# Introduction 

In this notebook we investigate `Pipeline` object of `azureml-sdk`. One of the great thing about pipeline is that we can use it to scheule periodic run of the model for the batch inference. 

In [2]:
from azureml.core import Workspace, Environment, Experiment
from azureml.core.environment import CondaDependencies
from azureml.core.compute import AmlCompute, ComputeTarget
from azureml.core.runconfig import RunConfiguration
from azureml.pipeline.steps import PythonScriptStep
from azureml.pipeline.core import PipelineData, Pipeline

In [3]:
ws = Workspace.from_config()

# Create an Environment 

In [4]:
myenv = Environment(name='env_azure_pipeline')
myenv_dep = CondaDependencies.create(conda_packages=['pandas', 'scikit-learn', 'pip'], 
                                    pip_packages=['azureml-defaults'])
myenv.python.conda_dependencies = myenv_dep
myenv.register(ws)

{
    "databricks": {
        "eggLibraries": [],
        "jarLibraries": [],
        "mavenLibraries": [],
        "pypiLibraries": [],
        "rcranLibraries": []
    },
    "docker": {
        "arguments": [],
        "baseDockerfile": null,
        "baseImage": "mcr.microsoft.com/azureml/openmpi3.1.2-ubuntu18.04:20210806.v1",
        "baseImageRegistry": {
            "address": null,
            "password": null,
            "registryIdentity": null,
            "username": null
        },
        "enabled": false,
        "platform": {
            "architecture": "amd64",
            "os": "Linux"
        },
        "sharedVolumes": true,
        "shmSize": null
    },
    "environmentVariables": {
        "EXAMPLE_ENV_VAR": "EXAMPLE_VALUE"
    },
    "inferencingStackVersion": null,
    "name": "env_azure_pipeline",
    "python": {
        "baseCondaEnvironment": null,
        "condaDependencies": {
            "channels": [
                "anaconda",
                "conda-fo

# Compute target in the cloud 

In [5]:
compute_name = 'rk-test-compute'

compute_config = AmlCompute.provisioning_configuration(vm_size='STANDARD_DS11_V2', 
                                                       max_nodes=2)

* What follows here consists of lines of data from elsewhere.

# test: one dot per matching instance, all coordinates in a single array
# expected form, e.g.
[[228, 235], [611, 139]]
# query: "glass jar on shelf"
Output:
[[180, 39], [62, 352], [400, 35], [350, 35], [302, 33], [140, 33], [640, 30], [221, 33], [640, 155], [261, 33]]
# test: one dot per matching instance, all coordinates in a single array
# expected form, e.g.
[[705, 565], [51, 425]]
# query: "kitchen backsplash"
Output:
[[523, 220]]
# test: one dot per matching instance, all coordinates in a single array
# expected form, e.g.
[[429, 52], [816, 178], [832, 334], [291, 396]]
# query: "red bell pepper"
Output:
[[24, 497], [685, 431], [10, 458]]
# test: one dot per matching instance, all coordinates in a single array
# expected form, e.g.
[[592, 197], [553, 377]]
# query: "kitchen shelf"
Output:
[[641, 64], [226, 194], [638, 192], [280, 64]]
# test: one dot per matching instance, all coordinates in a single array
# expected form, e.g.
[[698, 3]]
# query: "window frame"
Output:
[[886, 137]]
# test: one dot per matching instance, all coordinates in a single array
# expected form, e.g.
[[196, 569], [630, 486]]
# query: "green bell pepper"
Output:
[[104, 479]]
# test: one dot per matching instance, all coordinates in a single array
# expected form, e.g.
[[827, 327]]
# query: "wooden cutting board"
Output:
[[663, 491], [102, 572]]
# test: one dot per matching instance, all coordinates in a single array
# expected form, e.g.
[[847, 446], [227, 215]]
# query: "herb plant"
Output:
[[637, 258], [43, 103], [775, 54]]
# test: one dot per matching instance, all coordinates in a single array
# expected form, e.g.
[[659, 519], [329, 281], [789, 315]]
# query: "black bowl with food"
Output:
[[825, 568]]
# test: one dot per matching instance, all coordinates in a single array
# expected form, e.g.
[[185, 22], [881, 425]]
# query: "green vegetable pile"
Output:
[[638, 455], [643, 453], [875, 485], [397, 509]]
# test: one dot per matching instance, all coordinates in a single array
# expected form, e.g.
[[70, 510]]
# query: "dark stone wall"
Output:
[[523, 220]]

rk_cluster = ComputeTarget.create(ws, compute_name, compute_config)
rk_cluster.wait_for_completion(show_output=True)

InProgress...
SucceededProvisioning operation finished, operation "Succeeded"
Succeeded
AmlCompute wait for completion finished

Minimum number of nodes requested have been provisioned


In [7]:
run_config = RunConfiguration()
run_config.target = rk_cluster
run_config.environment = myenv

# Pipeline and steps 

This is the new step here. This step is similar to the previous notebook where we create `Experiment` object and submit the model via python script. But only this time we submit the pipeline object which may consists of one or more than one steps. 

##### Check for `OutputFileDatasetConfig` option!

In [8]:
input_ds = ws.datasets.get('Irish Data')
datafolder = PipelineData('datafolder', datastore=ws.get_default_datastore())

# Step 01 - Data Preprocessing 
preprocess_step = PythonScriptStep(name='01 data_preprocessing', 
                                   source_directory='.', 
                                   script_name='pipeline_data_prepare.py', 
                                   arguments=['--datafolder', datafolder],
                                   inputs=[input_ds.as_named_input('raw_data')], 
                                   outputs=[datafolder],
                                   runconfig=run_config)

# Step 02 - Train Model 
model_train_step = PythonScriptStep(name='02 model_training', 
                                   source_directory='.', 
                                   script_name='pipeline_model_training.py', 
                                   arguments=['--datafolder', datafolder],
                                   inputs=[datafolder],
                                   runconfig=run_config)

In [9]:
# Construct the pipeline 
train_pipeline = Pipeline(workspace=ws,
                          steps=[preprocess_step, model_train_step])

# Create the experiment 
experiment = Experiment(workspace=ws, name='exp-008')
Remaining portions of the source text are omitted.